Not sure to be insulted or not, but I cleared out a room of coworkers just by announcing
“I have a plan, trust me”
When the chips are down, be a good friend & say a few kind words to the chips. See if that helps.
Me: I’m full of lust but I can’t perform in bed
Doctor: Do you struggle with the booze?
Me *looks at wife* the booing is bad but the slow clapping is just sarcastic
[comedy club]
GIRAFFE: What’s the deal with scarves?
TORTOISE: [in the audience] lmao this guy gets it
I hired a PR team.
They said the public would like me more if I stopped executing people.
I executed the PR team.
i did the math and a second job would help me get out of debt as long as i start it twelve years ago
[My 5 year old has a little crush on a nearby neighbor girl, and the girl stopped by]
Her: Hi!
Him, making a weird face: Hi.
Her: Hi.
Him: …
Her: …
Him: Hi.
Her: Hi.
Him: …THERE ARE BEES OUT IN MY YARD *runs away*
THE 3 PEOPLE IN EVERY CHIPOTLE LINE:
– guy ordering for his whole office who takes forever
– white lady who’s never been there before and doesn’t like spicy food. ends up getting a bowl of white rice and chicken
– guy who leans over sneeze-guard and is shouty about his order
Nothing makes sex more awkward than realizing your kid is awake…
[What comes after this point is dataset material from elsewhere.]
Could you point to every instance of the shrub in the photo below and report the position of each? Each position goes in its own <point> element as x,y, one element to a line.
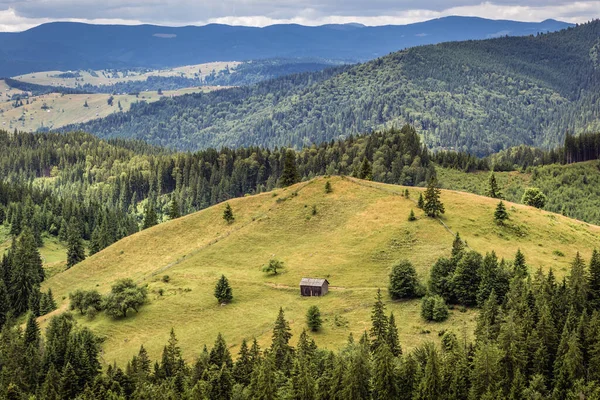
<point>404,283</point>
and standing outside your door…
and playing the harmonica.
Wife : I wish we still had sex like we did when we first started dating.
Me: So, like, with other people?
Her: I want you to wreck my guts
Me: *undercooks her chicken*
Online dating rule: If we meet up offline, and you look nothing like your pictures, then you’re buying me drinks until you do.